Post by bobtheenchantedone »

So both of Chryssie's dealbreakers have occurred in my current relationship. Marduk does call me "woman" on occasion, and while it bothered me a little at first I roll with it now. Not only is he Mexican ("mujer!" = perfectly acceptable thing to call your wife/girlfriend) but, as he said recently on this board, he doesn't find any form of humor inappropriate. More importantly, my parents both dislike him, assume that he doesn't like them, enjoy trying to argue with him, and blame him for having "corrupted" me. And I don't think I could possibly care less about their opinion of him. All the things they hate about him are things that either I really like or that I actually share, and I'm so much a better person for having known him and so happy with him that what anyone else thinks of our relationship is pretty much irrelevant.

Also, not at all an attack on Zed, but man am I glad Marduk didn't have a list like hers when he first started dating me. I was pretty much inactive, didn't have much of a testimony, my emotional and mental health issues were out of control, despite owning my own business my motivation was pretty low, and I didn't know how to think and struggled to even try. It's only through my relationship with him that I've been able to work on and even overcome these issues.

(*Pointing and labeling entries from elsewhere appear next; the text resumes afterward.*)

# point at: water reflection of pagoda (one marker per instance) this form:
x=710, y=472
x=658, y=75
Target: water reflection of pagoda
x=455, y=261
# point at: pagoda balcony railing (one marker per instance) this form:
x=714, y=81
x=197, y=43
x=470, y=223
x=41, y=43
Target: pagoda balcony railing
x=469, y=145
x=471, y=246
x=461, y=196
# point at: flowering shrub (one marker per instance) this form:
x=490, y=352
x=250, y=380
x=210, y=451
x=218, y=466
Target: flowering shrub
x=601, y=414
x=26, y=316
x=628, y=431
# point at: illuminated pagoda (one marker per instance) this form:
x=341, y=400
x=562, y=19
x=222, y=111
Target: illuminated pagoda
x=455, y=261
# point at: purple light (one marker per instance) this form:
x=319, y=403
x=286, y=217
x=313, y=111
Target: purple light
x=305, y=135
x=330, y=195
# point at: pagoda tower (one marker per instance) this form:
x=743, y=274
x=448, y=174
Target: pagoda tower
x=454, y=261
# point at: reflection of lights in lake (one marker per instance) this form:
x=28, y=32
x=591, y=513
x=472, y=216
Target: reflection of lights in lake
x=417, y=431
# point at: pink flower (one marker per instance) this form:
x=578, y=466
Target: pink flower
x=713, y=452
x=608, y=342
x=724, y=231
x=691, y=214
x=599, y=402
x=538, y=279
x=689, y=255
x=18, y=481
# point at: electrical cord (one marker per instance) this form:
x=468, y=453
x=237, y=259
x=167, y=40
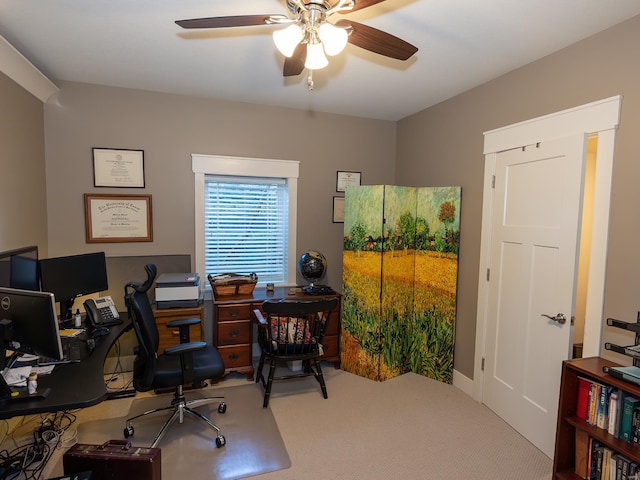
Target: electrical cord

Not that I would recommend all people to get into this kind of relationship. I don't think many people can be this mature. He's had to have the patience of a saint to not only stay with me despite my issues but to help me through them, and I've had to be very open-minded and accepting of both new ideas and all kinds of humor to stay with him, as well as loving him despite his problems when he felt comfortable enough to let them surface. However, though this route has been difficult, not at all what I would have expected, and almost certainly not what I would have chosen had I known from the beginning, I cannot express how grateful I am that this is the relationship I have.
The Epistler was quite honestly knocked on her ethereal behind by the sheer logic of this.
Zedability
Posts: 987
Joined: Fri Jun 01, 2012 6:17 pm

Re: 70863 Dealbreakers

Post by Zedability »

Further to the last bite of dessert thing, my mom always saves her favorite parts of the meal for last, whereas my dad eats his favorite parts first. So he always assumes the things my mom saves for last are things she doesn't want, and steals them off her plate. It bugs her, but in more of a funny way than an annoyed way.

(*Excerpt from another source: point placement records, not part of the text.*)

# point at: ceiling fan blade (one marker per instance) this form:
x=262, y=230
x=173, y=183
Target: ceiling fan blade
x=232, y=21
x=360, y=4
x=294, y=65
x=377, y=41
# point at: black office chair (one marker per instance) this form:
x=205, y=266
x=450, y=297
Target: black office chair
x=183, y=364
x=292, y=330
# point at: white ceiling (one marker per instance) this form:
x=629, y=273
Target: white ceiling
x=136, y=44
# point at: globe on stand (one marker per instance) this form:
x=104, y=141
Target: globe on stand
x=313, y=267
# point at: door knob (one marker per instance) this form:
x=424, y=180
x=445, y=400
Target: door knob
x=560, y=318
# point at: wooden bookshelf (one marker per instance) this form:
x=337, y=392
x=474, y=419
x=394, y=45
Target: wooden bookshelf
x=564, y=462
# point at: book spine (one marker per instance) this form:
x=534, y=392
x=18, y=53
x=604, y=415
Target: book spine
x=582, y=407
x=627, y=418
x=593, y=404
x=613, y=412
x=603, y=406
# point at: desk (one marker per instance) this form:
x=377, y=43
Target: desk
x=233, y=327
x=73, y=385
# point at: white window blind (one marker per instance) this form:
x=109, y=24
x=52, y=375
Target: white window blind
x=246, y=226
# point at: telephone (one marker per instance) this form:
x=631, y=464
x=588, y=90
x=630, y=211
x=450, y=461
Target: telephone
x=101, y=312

And yeah, I wouldn't do the dessert thing the same way as Chryssie. I have a rather inflexible rule set for myself that if I say something, the guy I'm with is never going to get in trouble for taking me for my word, unless my tone was dripping in sarcasm or something. But I don't hold with the idea of "I'm going to say things, and I want to you read my mind and figure out when you're supposed to do what I say and when you're supposed to do the opposite of what I say." Relationships are complicated enough without adding communication things like that.
User avatar
bobtheenchantedone
Forum Administrator
Posts: 4229
Joined: Fri Sep 28, 2007 5:20 pm
Location: At work
Contact:

Re: 70863 Dealbreakers

Post by bobtheenchantedone »

So Maduk wears a white shirt to church, but sometimes he's wearing a lava-lava and sandals. Is that a deal-breaker? : )
The Epistler was quite honestly knocked on her ethereal behind by the sheer logic of this.